Docteur au grand coeur

Médecin ORL à l'hôpital de Loandjili à pointe-Noire, Congo. Médecin conseil pour Gras Savoy, Alain Serge Bikindou, ce Docteur au grand coeur nous a chaleureusement accueillit entre deux consultations.


Alain serge Bikindou
Alain serge Bikindou
Question: Dr. en deux mots qui êtes vous?
Dr. alain:
Je suis le Doctor alain Serge Bikindou, j’ai 40ans, je suis médecin spécialiste en oto-rhino-laryngologie (ORL), j’ai une double formation, j’ai commencé ma formation à la faculté de médecine de Brazzaville où j’ai obtenu après sept ans d’étude mon diplôme de médecine. Ensuite, après six mois d’exercice en Côte d’Ivoire, j’ai poursuivi pendant quatre ans ma spécialisation en oto-rhino-laryngologie. Je suis fiancé, disons marié coutumièrement, père de deux enfants, un garçon et une fille.

Basango: Que représente la famille pour vous?
Dr. Alain:
La famille, c’est le noyau, c’est le cœur de la vie. Tout ce que nous réalisons, tout ce que nous faisons en principe doit être au service d’un bonheur partagé en famille pour les accompagner à grandir, à aimer et se respecter. Notre raison de vivre est de donner les meilleures conditions de vie à nos enfants pour réussir sereinement leurs vies et passer ainsi le flambeau à cette nouvelle génération.

Basango: Que doit-on attendre d’un service public, tel qu’à l’hôpital de Loandjili?
Dr. Alain
: Ma vision du service public hospitalier est de permettre à la population la plus démunie d’accéder à une meilleure qualité de soins à moindre coût, pour ne pas dire gratuitement. C’est ainsi que malgré les appels de sirènes des cliniques privés de la place où comme vous pouvez l’imaginer mes revenues serait plus confortables, j’ai choisit de consacrer plus de 70% de mon temps professionnel à l’hôpital de Loandjili. Ma vocation première est de répondre aux besoins de ses patients désemparés, faute de soins appropriés. Rappelons qu’une grande partie de la population vit en dessous du seuil de pauvreté, mon engagement est l’accès aux soins spécialisés pour tous pour avoir les mêmes chances de vivre que les plus aisés.


Basango: Comment définiriez vous l’hôpital de Loandjili?
Dr. Alain:
La structure initiale du bâtiment de L’Hôpital de Loagili est le fruit de la coopération Sini-Congolaise.
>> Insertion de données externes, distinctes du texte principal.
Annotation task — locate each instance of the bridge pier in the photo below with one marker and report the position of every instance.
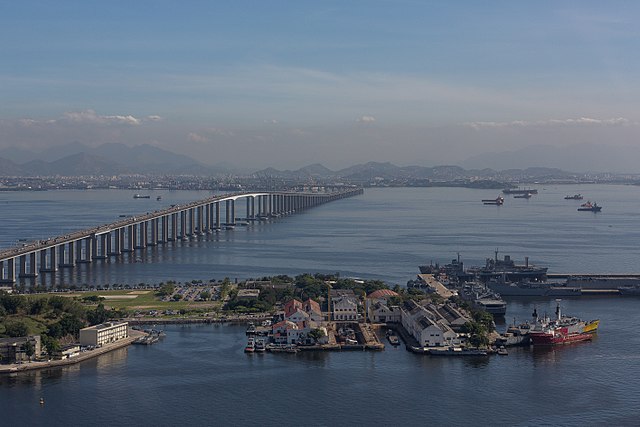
(8, 271)
(178, 222)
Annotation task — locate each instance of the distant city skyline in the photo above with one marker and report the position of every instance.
(259, 84)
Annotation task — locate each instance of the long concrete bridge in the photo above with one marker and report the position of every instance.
(179, 222)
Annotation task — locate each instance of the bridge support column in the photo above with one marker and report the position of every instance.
(8, 271)
(174, 227)
(218, 222)
(183, 225)
(141, 241)
(154, 232)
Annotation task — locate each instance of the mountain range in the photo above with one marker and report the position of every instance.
(76, 159)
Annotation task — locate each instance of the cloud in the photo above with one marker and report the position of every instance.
(194, 137)
(90, 116)
(582, 121)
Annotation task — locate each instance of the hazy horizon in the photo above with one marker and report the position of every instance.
(256, 85)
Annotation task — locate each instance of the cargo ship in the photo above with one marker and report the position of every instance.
(532, 289)
(495, 269)
(498, 201)
(589, 207)
(520, 191)
(562, 330)
(508, 270)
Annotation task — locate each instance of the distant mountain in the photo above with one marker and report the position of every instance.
(107, 159)
(575, 157)
(372, 171)
(9, 168)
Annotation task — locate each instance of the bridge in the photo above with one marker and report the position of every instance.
(179, 222)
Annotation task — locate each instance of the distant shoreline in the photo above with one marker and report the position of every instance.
(32, 366)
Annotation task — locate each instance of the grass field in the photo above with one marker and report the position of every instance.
(143, 300)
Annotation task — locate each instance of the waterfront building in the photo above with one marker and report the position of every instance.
(344, 305)
(14, 350)
(427, 326)
(429, 283)
(313, 309)
(248, 294)
(291, 307)
(104, 333)
(288, 332)
(299, 316)
(69, 351)
(293, 310)
(380, 312)
(378, 309)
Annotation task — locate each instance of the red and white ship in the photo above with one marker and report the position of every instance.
(562, 330)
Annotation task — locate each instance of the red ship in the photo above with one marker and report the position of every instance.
(562, 330)
(555, 336)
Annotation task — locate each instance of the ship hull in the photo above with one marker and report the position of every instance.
(549, 338)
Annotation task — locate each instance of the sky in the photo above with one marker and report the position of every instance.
(290, 83)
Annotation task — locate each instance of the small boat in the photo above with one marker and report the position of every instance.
(562, 330)
(291, 348)
(251, 346)
(589, 207)
(251, 329)
(520, 191)
(591, 327)
(523, 196)
(260, 346)
(499, 201)
(393, 338)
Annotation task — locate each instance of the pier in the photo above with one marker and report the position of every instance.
(179, 222)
Ensuite, heureusement, cette structure a été enrichie par de jeunes médecins volontaires ayant une éthique plus profonde de leur mission et se sont investis personnellement dans des actions citoyennes. Ils ont donc mouillé le maillot pour cela et ont obtenu le respect de leurs pères et le respect des populations par rapport à leur savoir faire et leurs abnégations au service de la nation. Ce sont aujourd’hui de grands médecins confirmés et reconnus pour leur participation active à l’édifice d’une si grande institution du service public et continuent de se battre pour une meilleure prise en charge de la santé du peuple congolais

Basango: Tous formés au Congo?
Dr. Alain:
La majorité formés initialement au Congo comme moi même, 70 % des médecins ont été formés au Congo, les médecins généralistes, il y en a quelques un qui ont été formés à Kinshasa et à Cuba. Compte tenu du manque d’infrastructure permettant la formation de cadres spécialisé au Congo, la majorité des spécialistes sont formés à l’étranger.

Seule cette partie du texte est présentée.